Sometimes a process is so complex it baffles me. And then I wake up deep in the night and solve it about a hundred times--sometimes in the delirium of dreams, in ways that make no sense; sometimes in some sort of semi-wakefulness that also sometimes makes no sense. By morning I am too tired to do it anyhow. But somehow, it comes together. These goddam hatch lids were one of those. So many different gutters, so many not-quite-square shapes, so many converging dimensions and angles. Anyhow, today we got 'er done. We cleaned and leveled every gutter. I cut every unique hatch rim out of White Oak and dropped it in each gutter, pre-rabbetted for the lid. Once we had everything working okay, coming in flush with the decks, etc. etc.,  I cut the miters and shimmed them all into place with tongue depressors and stirring sticks, keeping them off the edge of the hatch hole, and off the edge of the hatch lip. Just so. 

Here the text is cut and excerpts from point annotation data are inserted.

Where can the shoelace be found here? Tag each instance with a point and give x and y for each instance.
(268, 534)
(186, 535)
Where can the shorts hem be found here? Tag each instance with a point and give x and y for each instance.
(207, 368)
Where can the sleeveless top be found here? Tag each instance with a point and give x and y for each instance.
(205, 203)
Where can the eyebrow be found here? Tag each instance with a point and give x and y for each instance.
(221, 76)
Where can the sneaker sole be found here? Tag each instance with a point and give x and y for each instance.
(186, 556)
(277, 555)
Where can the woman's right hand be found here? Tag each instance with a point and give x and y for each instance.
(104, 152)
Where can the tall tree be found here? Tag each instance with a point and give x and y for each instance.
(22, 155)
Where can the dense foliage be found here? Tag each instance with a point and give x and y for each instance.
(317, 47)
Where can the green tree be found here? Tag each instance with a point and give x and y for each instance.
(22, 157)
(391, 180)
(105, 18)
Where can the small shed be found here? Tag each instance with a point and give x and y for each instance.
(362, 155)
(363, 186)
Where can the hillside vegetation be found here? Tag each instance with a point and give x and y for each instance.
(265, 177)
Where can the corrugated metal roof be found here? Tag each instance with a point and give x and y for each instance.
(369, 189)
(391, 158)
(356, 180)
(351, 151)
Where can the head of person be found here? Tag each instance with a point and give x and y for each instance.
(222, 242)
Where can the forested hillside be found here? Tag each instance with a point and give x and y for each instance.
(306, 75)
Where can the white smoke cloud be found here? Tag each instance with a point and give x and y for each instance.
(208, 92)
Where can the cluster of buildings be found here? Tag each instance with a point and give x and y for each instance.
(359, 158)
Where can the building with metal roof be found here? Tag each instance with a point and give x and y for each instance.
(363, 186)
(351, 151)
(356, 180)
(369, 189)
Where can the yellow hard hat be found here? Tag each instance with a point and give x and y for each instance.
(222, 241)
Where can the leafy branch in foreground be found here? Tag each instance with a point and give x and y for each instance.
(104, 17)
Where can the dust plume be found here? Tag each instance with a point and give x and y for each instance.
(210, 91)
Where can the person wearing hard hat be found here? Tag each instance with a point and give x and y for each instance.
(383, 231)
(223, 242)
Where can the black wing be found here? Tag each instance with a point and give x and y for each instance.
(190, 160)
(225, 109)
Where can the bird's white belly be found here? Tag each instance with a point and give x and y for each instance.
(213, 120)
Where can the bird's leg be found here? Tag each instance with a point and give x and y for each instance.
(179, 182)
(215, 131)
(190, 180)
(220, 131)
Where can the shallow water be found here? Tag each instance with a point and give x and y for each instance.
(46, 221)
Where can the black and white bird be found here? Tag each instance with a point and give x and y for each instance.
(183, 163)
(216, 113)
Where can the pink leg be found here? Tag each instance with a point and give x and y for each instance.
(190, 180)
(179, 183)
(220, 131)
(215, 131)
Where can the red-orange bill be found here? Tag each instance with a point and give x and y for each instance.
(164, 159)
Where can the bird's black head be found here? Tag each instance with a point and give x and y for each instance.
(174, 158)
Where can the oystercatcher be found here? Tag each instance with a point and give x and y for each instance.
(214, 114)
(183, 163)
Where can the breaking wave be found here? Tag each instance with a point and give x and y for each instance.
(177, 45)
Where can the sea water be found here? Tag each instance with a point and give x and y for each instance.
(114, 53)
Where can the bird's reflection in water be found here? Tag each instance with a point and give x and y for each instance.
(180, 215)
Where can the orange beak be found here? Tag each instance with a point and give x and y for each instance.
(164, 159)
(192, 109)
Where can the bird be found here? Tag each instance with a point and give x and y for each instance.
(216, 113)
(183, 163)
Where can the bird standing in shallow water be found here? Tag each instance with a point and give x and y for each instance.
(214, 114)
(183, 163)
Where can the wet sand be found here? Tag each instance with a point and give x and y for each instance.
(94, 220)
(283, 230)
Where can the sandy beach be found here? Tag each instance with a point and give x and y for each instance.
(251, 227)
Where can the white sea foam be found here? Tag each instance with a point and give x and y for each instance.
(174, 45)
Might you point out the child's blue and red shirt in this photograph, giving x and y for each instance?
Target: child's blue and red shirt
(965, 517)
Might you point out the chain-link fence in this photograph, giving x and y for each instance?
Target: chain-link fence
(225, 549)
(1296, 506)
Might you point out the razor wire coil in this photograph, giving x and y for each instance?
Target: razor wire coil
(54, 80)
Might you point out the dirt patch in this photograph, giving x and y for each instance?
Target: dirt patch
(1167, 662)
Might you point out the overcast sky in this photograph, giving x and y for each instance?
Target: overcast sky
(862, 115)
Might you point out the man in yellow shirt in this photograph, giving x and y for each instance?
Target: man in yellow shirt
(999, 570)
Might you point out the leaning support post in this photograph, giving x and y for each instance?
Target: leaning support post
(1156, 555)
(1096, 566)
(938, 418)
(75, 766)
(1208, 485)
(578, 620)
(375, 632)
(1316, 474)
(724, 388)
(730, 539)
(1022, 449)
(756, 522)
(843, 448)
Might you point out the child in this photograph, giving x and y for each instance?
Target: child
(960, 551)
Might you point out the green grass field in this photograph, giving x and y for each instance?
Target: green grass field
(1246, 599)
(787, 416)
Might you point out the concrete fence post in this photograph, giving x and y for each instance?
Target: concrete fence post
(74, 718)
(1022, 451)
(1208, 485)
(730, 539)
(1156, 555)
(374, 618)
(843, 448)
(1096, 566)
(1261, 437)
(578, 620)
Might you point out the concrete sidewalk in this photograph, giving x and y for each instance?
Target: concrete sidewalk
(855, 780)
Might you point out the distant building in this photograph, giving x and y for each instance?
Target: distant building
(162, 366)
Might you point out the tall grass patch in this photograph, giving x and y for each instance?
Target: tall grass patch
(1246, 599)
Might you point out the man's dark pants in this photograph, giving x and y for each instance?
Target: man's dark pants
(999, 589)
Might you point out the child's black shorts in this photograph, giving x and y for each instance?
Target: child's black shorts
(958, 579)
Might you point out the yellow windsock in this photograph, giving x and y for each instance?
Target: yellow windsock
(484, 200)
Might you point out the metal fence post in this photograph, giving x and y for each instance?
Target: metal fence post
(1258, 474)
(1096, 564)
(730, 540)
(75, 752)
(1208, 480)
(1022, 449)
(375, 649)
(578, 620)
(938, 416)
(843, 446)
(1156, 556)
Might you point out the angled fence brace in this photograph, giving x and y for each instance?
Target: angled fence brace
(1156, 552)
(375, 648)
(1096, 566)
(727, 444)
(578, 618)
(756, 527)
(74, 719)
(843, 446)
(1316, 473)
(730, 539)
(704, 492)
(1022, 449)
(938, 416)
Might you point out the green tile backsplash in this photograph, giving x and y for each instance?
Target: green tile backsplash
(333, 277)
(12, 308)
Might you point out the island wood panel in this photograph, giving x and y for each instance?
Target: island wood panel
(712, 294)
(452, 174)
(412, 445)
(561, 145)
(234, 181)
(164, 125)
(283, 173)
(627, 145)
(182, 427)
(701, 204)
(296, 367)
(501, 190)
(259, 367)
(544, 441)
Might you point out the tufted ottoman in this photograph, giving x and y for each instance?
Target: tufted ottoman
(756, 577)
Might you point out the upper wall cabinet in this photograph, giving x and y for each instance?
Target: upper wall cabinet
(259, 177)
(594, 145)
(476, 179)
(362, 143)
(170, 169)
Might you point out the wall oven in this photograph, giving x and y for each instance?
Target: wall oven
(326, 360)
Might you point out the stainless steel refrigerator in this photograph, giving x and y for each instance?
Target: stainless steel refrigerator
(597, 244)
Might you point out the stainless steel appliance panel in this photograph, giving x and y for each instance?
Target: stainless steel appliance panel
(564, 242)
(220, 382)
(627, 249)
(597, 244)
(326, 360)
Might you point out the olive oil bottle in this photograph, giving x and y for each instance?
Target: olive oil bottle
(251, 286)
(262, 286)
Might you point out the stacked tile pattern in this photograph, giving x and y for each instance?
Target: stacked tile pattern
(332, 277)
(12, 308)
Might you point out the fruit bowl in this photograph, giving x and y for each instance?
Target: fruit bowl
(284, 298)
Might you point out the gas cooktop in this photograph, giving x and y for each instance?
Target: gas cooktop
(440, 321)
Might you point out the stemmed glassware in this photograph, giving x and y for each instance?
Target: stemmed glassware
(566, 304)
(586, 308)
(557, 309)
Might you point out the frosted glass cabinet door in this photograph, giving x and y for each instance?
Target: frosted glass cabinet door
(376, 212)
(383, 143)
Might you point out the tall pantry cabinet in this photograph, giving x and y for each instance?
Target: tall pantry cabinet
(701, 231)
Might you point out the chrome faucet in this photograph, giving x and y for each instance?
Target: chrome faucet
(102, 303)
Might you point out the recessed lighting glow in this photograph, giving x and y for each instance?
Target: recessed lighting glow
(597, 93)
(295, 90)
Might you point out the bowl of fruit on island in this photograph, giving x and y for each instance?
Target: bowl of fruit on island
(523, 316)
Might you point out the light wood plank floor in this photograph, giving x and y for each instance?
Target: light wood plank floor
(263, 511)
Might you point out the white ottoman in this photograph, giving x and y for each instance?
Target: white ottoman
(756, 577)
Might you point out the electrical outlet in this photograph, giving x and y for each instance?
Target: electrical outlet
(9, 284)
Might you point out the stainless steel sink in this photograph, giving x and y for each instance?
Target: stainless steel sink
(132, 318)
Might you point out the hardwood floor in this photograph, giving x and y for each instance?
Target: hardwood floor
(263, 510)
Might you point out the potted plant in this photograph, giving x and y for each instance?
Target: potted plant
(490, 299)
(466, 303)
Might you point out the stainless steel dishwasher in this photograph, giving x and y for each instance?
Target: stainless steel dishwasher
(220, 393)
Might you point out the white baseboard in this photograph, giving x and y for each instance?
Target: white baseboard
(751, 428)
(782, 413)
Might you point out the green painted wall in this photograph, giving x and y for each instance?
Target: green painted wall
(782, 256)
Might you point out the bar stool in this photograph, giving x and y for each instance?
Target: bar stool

Then took each one apart, 5-minute epoxied every joint, and reassembled them with all the shims holding them just so again.


Once the epoxy kicked, I carefully removed each frame, laid it upside-down on each piece of plywood designated for that hatch, marked the plywood, cut it, and epoxied it into the rim. (Yesterday we fiberglassed and flow-coated these lids so the interiors of the hatch lids are now done.)



Tomorrow we see how well the pipe-dreams worked. If the lids still fit, we'll round and glass the exteriors, flow-coat them and sand them for final paint. Then hinges and latches.